Let’s begin with deer netting because it’s perhaps changed the most. Most people, when you say ‘deer-netting’ think you’re hanging out of a helicopter with a .308. And indeed, this used to be the case. However, New Zealand’s shift to neoliberal austerity in the mid 80s spelled the end of bounties for pest animals. This, combined with another regulatory peculiarity – that New Zealanders could ‘maintain’ their own helicopters – meant that by the time I was in primary school deer recovery (as it was known) was pretty much finished. It was said at the time that one in three helicopters in NZ crashed. In hindsight, it was probably ambitious to expect that the personal characteristics of; ‘able to shoot a rifle’ and ‘able to resurrect a Robinson R22 without having an ice cream container of bits leftover’ would overlap.

So, deer-netting in the early 90s looked like this;

Get up very early in the morning. Eat a bit of bread and jam (the shearer’s quarters ran on a bank of old car batteries and an ammonia fridge that required laps around the paddock in a trailer to redistribute the gas).

Climb up onto a tractor trailer. Bounce over a river bed in the manner of a mining grader, in the vain hope that your teeth will end up on the top. Freeze. Climb out on the edge of a river bank.

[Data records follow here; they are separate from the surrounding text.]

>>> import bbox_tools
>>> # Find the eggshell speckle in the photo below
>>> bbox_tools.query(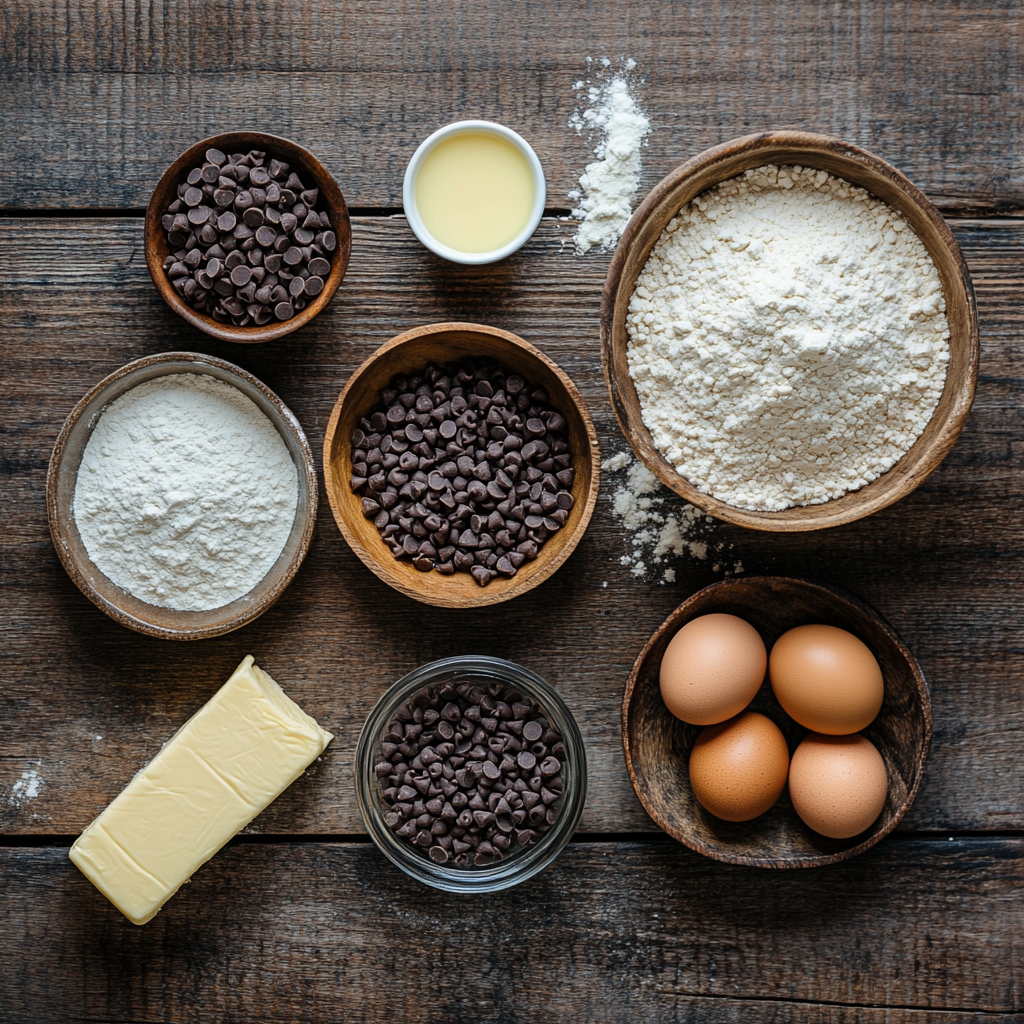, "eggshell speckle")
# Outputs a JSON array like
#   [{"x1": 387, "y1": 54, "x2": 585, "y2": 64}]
[
  {"x1": 790, "y1": 732, "x2": 889, "y2": 839},
  {"x1": 690, "y1": 711, "x2": 790, "y2": 821},
  {"x1": 660, "y1": 612, "x2": 768, "y2": 725},
  {"x1": 768, "y1": 625, "x2": 885, "y2": 736}
]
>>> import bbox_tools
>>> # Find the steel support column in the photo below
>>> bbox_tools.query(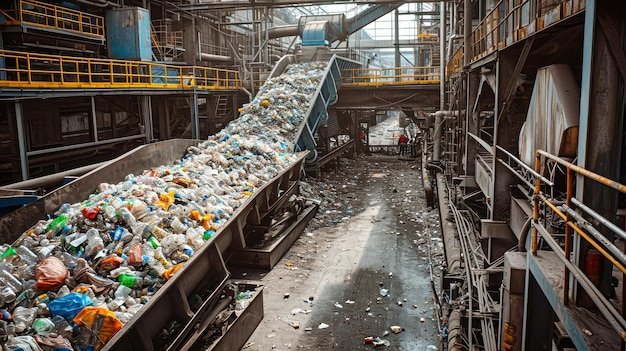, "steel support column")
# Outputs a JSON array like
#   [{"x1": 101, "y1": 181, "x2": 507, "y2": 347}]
[
  {"x1": 15, "y1": 100, "x2": 30, "y2": 180},
  {"x1": 463, "y1": 0, "x2": 473, "y2": 67},
  {"x1": 139, "y1": 95, "x2": 154, "y2": 144},
  {"x1": 91, "y1": 96, "x2": 98, "y2": 142},
  {"x1": 577, "y1": 3, "x2": 623, "y2": 302},
  {"x1": 189, "y1": 91, "x2": 200, "y2": 139},
  {"x1": 439, "y1": 1, "x2": 446, "y2": 111}
]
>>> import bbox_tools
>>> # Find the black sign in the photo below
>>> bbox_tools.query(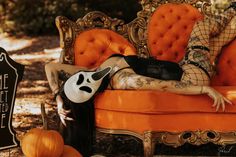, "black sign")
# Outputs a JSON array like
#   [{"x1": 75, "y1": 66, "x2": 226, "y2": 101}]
[{"x1": 0, "y1": 47, "x2": 24, "y2": 150}]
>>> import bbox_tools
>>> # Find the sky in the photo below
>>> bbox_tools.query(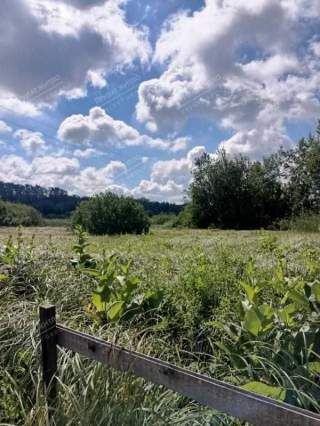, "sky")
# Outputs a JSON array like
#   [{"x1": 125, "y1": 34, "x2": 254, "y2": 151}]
[{"x1": 0, "y1": 0, "x2": 320, "y2": 203}]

Here’s where the trick is. The previous crew had been in one year earlier and cut a large swathe of riverside grass and bracken right down to the nubs, and built a large, high fence with a ‘maze’ as an entry point. The young deer make their way into the maze in search of the delicious new shoots. Some find it impossible to get out. There’s enough food growing in there to keep them alive and gradually, over the course of a year, the netted area fills up with the silliest deer in the south island. Then, a helicopter comes in and collects the deer by netting them and choppering them out to a nearby farm. They are then kept on the farm for a year or so and then slaughtered for venison, or used as breeding animals.

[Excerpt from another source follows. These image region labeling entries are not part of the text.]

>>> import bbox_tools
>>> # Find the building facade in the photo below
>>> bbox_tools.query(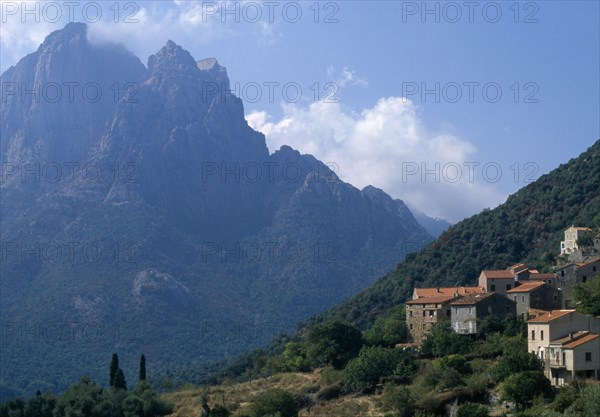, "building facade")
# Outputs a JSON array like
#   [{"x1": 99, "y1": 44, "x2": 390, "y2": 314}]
[{"x1": 450, "y1": 293, "x2": 516, "y2": 334}]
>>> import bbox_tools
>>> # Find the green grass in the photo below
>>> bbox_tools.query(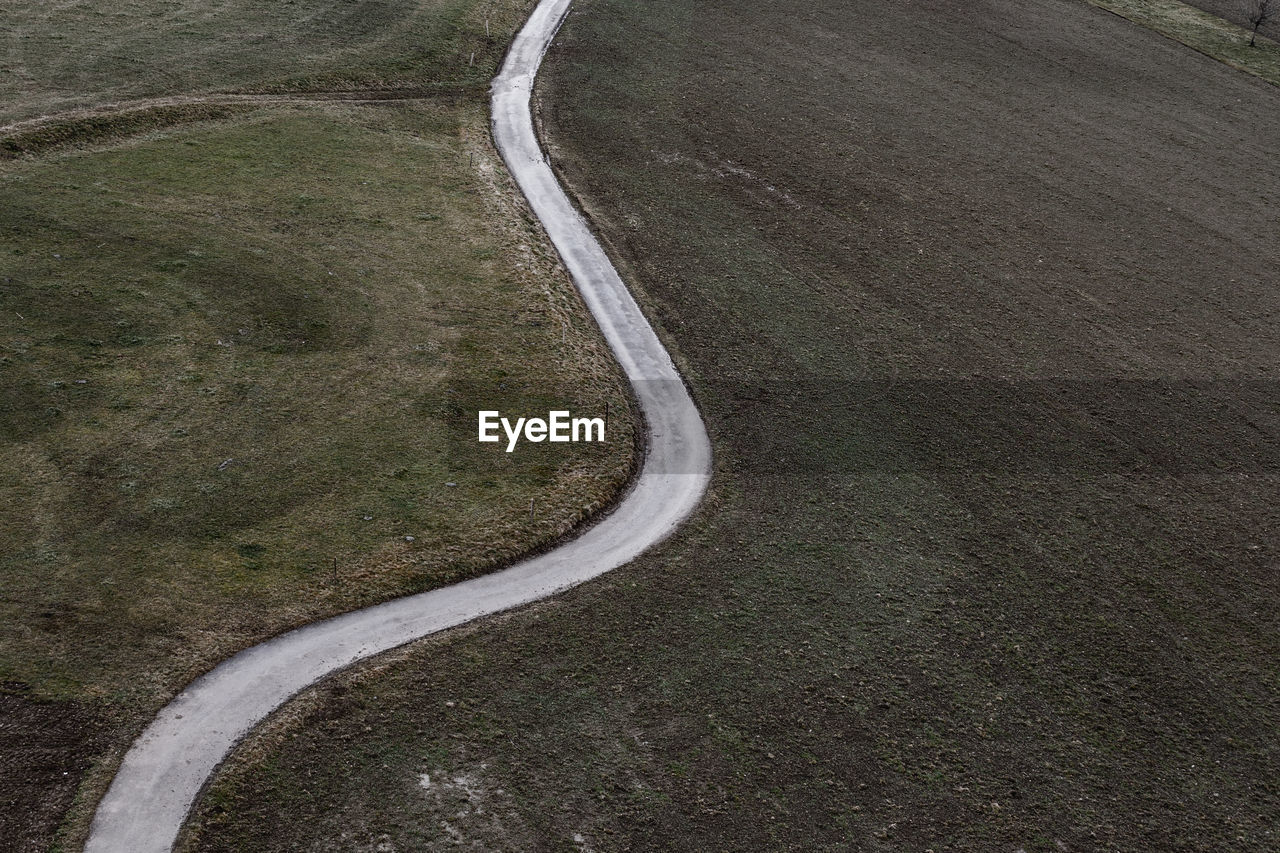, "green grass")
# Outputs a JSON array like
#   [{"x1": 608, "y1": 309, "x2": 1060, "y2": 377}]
[
  {"x1": 0, "y1": 0, "x2": 635, "y2": 849},
  {"x1": 0, "y1": 0, "x2": 530, "y2": 124},
  {"x1": 183, "y1": 0, "x2": 1280, "y2": 853},
  {"x1": 0, "y1": 105, "x2": 630, "y2": 712},
  {"x1": 1088, "y1": 0, "x2": 1280, "y2": 86}
]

I can’t remember exactly what time of year we did this, but I think it was summer, because although it was freezing, we were in the high country and it was always bloody freezing (I also worked on the farm during the roar but that was crutching I think, and I only remember it because of the endless roaring from the deer on the neighbouring farm).

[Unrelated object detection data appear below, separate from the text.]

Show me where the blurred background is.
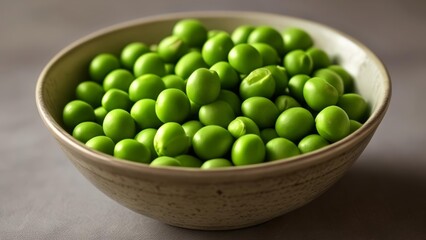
[0,0,426,240]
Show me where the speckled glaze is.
[36,12,391,230]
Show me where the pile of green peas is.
[63,19,369,169]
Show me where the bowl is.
[36,11,391,230]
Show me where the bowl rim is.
[35,11,391,183]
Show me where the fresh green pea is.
[283,50,313,76]
[72,122,104,143]
[303,77,339,111]
[201,33,234,66]
[155,88,191,123]
[275,107,315,142]
[154,122,189,157]
[75,81,105,108]
[228,116,260,138]
[315,106,350,142]
[129,74,166,102]
[114,139,151,163]
[265,137,300,161]
[337,93,368,122]
[162,74,186,91]
[282,27,314,52]
[297,134,330,153]
[157,35,189,63]
[240,67,275,99]
[228,43,263,74]
[130,99,163,129]
[102,88,132,111]
[314,68,345,96]
[102,109,136,143]
[186,68,221,105]
[89,53,120,82]
[172,19,207,48]
[133,52,167,77]
[86,136,115,155]
[120,42,150,70]
[231,25,255,45]
[192,125,234,160]
[175,51,209,79]
[135,128,158,160]
[231,134,266,166]
[201,158,232,169]
[210,61,240,90]
[176,154,203,168]
[241,97,280,129]
[62,100,95,130]
[149,156,181,167]
[275,95,301,113]
[103,69,135,92]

So, the job of the netting crew is to remove the fence so it can be moved to another location. Now, as I said, it sits on the edge of a river. With a kind of crow-bar thingo, you go around and in thigh deep, freezing, tannin stained water and then remove the staples (also underwater) from large tanalised poles that are about 8 metres high but half submerged in water. I fondly recall whacking my ankle against something sharp and it gaily bleeding into the river for ages before I noticed, as my legs were completely numb.

This is a couple of day’s work. Then, at the end, when all the fencing is removed, you roll up the wire into long bouncy rolls and load it onto the trailer and then sit on it, all the way back to the farm.

From memory, this is about where we were working. This is the junction of the Ahaura and Waiheke Rivers.

It sounds like hard work, and it was, but it was also beautiful, and compared to some of the shit jobs I’d had up until that point, it was borderline heaven. I loved being in the back-country and by the age of 14 I’d been out tramping (as it is known in NZ) on my own in the bush many, many times.

It still amazes me to this day that people get anxious about being ‘away’ from civilisation, as if it’s not safe. What’s truly dangerous is people. The further away you get from humans, the safer you are. Like Australia, the main danger comes from the elements – certainly hypothermia was a real risk. In Australia people perish every year in the heat when their cars break down or they get some silly ideas about directions from the sat-nav thing on the dashboard of their 4WD rental car that isn’t actually 4WD. Likewise, any number of tourists plunge to their deaths or shiver themselves into extinction in the New Zealand wilderness, but generally, these are things you can prepare yourself for. Nature is not out to get you.

The other jobs on the farm were simpler – shooting rabbits with a .22 or shotgun, riding around on small, gutless motorbikes on the most foolish of pretences and tagging, crutching and drenching sheep. Maybe I will recall them another time.

So ends story time with Old Cranky. STAY IN SCHOOL.